In 2011, New Orleans Saints quarterback Drew Brees had one of the best seasons anyone at his position has ever enjoyed. He was even better when it really counted, down the stretch. From November through January, his stats were absolutely transcendent — 226 completions in 314 attempts (71.7 completion percentage) for 2,730 yards (8.69 yards per attempt), 27 touchdowns, and just four interceptions. That said, a competitor like Brees finds it hard to call any season that doesn't end in a Super Bowl championship a complete success, and the Saints fell short against the San Francisco 49ers in the divisional round of the playoffs.
When we caught up with Brees in Indianapolis during Super Bowl week, the NFL's best quarterback over the second half of the 2011 season was eager to reflect on that time for him and his team.
"I felt that I was playing some of my best football as the season went on," Brees said. "That's always my goal — I want to be playing my best at the end of the season. Each year, I want to get a little bit better. Sometimes, the statistics don't always show that, and sometimes, they do. I felt that we had a great year as a team, and we all made a lot of progress. I felt that we were in a great position in the end to make a run at it — the chance at a championship. Unfortunately, we came up a little short. Still, I think we have to recognize that we did have a special season, and we do have a great team. I'm really looking forward to the future in New Orleans."
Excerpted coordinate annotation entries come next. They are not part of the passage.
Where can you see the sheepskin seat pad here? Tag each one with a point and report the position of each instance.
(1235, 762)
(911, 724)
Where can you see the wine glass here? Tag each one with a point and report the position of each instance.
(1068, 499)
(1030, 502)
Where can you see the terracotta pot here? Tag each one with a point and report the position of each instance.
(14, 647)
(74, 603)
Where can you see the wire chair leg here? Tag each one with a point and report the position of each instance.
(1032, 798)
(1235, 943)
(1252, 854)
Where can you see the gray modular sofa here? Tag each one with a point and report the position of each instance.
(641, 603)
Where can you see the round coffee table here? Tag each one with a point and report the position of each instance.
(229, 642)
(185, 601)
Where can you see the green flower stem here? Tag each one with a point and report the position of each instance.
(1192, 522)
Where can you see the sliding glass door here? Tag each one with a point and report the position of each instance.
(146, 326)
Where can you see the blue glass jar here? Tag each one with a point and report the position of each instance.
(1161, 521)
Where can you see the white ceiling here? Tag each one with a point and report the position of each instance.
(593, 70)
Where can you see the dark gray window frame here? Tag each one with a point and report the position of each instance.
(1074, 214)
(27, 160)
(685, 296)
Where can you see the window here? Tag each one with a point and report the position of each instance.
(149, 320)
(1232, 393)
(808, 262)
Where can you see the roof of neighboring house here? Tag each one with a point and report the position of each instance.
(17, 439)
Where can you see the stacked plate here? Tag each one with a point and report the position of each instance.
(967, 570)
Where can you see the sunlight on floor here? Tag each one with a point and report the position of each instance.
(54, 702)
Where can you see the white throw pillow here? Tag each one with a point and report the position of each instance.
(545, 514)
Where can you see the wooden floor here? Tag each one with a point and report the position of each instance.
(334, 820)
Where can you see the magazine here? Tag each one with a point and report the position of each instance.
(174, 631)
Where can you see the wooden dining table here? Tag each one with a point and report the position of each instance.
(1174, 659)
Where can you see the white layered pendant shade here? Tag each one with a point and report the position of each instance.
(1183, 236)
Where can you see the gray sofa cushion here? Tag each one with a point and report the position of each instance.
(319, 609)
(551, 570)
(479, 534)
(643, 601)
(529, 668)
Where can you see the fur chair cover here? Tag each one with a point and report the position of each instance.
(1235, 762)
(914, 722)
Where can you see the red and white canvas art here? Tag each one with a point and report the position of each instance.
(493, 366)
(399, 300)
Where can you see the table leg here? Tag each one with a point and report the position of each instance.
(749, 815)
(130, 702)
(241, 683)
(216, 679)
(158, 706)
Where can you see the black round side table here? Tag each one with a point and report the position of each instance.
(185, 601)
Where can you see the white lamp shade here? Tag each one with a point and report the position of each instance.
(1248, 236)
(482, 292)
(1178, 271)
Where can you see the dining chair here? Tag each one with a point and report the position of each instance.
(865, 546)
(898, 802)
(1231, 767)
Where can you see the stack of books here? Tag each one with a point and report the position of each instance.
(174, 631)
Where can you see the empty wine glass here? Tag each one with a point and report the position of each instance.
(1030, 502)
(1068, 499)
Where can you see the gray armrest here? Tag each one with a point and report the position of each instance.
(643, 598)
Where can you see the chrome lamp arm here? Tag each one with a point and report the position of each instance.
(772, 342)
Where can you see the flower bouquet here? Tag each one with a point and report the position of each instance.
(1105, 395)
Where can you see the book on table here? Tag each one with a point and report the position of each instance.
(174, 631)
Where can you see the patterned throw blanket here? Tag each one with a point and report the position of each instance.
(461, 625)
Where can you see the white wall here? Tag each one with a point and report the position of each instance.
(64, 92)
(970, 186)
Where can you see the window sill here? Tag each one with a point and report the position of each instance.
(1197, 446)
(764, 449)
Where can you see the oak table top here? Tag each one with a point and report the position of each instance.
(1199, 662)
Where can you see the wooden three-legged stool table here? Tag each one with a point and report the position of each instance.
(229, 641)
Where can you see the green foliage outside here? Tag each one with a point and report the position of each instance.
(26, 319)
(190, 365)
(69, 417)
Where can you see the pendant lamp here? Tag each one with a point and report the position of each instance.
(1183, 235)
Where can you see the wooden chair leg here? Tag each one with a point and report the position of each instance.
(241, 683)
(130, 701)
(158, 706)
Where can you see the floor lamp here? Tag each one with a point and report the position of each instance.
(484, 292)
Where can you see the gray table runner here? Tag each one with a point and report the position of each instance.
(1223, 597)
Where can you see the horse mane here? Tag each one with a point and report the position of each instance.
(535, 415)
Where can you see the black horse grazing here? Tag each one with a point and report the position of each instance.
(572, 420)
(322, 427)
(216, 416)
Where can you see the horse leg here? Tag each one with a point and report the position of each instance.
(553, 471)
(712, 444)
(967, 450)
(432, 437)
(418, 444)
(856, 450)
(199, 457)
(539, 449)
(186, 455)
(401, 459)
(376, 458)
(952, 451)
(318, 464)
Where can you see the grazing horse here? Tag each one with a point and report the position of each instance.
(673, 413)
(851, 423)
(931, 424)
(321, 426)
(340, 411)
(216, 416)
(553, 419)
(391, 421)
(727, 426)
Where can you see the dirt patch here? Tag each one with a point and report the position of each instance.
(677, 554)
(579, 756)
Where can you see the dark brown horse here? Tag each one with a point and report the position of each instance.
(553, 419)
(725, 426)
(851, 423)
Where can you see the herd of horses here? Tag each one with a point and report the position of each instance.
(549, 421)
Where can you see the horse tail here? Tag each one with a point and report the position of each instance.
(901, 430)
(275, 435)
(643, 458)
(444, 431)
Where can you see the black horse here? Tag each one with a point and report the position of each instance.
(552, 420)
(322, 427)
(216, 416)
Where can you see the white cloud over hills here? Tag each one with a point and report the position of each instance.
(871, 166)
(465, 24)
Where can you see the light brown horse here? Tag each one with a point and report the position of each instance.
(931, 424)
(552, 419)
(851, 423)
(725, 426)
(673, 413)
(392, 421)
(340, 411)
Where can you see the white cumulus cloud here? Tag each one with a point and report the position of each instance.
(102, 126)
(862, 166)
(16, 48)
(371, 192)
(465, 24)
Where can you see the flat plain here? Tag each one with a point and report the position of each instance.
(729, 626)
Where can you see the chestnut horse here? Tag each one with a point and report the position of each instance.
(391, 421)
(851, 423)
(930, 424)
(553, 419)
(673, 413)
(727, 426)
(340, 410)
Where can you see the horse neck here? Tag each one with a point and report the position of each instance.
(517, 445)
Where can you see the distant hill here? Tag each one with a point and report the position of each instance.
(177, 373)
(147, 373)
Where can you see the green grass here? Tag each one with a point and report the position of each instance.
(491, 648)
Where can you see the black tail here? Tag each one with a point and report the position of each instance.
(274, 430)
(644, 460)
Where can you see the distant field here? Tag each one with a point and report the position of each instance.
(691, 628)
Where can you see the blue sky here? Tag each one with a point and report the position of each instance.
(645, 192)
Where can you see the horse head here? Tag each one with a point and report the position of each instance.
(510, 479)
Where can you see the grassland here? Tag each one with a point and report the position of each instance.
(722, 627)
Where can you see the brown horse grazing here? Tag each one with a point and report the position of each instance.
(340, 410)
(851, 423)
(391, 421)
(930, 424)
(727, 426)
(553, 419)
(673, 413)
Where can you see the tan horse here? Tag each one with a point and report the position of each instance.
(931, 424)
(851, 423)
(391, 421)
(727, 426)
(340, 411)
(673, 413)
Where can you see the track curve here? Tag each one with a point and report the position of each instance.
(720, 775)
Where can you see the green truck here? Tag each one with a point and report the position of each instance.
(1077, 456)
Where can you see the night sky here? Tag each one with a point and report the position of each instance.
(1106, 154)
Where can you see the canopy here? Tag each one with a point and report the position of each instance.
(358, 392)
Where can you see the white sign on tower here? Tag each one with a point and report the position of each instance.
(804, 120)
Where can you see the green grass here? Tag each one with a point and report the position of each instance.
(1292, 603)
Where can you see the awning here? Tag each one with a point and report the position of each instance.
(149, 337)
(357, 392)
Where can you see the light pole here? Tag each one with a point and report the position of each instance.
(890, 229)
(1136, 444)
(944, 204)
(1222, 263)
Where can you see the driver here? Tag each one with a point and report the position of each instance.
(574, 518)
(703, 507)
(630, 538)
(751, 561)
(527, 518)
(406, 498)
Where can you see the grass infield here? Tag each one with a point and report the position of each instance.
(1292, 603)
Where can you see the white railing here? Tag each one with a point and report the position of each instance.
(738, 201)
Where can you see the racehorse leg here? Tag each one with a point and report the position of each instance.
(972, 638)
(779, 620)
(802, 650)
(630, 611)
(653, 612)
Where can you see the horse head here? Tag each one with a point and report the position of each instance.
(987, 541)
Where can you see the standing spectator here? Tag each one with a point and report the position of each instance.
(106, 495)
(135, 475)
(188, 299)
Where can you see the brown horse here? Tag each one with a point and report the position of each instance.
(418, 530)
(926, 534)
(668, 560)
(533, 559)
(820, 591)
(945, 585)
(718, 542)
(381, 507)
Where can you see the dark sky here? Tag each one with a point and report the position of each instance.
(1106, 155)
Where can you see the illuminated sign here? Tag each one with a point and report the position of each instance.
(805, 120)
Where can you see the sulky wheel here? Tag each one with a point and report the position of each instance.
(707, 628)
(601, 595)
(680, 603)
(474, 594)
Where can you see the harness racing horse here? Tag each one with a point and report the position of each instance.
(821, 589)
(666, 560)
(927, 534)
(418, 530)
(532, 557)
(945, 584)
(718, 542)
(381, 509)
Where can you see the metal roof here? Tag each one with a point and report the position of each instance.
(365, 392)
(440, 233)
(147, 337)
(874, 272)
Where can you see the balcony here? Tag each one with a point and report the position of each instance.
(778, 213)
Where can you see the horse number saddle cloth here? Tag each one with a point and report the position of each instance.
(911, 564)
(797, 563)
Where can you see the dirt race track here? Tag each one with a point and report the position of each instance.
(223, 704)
Over the last five seasons, Brees has teamed with head coach Sean Payton to construct one of the most formidable passing offenses in NFL history. I asked Brees about that relationship between coach and quarterback, and the dividends it's paid.
"He's been awesome. He had so much confidence in me; he brought me to New Orleans. I really owe so much to Sean Payton."
Brees was also in Indy to talk about his work with the NFL Play 60 program and Xbox Kinect — as a father of two, Brees is very concerned about the health and fitness of our next generation. Like Reggie Wayne a couple of days ago when he talked with him, Brees spent some time playing with a group of kids on the interactive game.
"There's a disturbing statistic that one in three kids in America is considered obese or overweight," Brees said. "That's obviously been a huge issue, especially with juvenile diabetes running rampant. I think that programs like NFL Play 60, and now with Kinect for Xbox Play 60, are really encouraging kids to get out and exercise 60 minutes a day. There are quite a lot of ways you can do that — playing sports and that kind of thing — but if you're inside, get up off the couch and get up on Kinect. You can play a ton of interactive games where you're moving your feet and your body — you're burning calories. It's really about helping to teach kids to live a healthier lifestyle."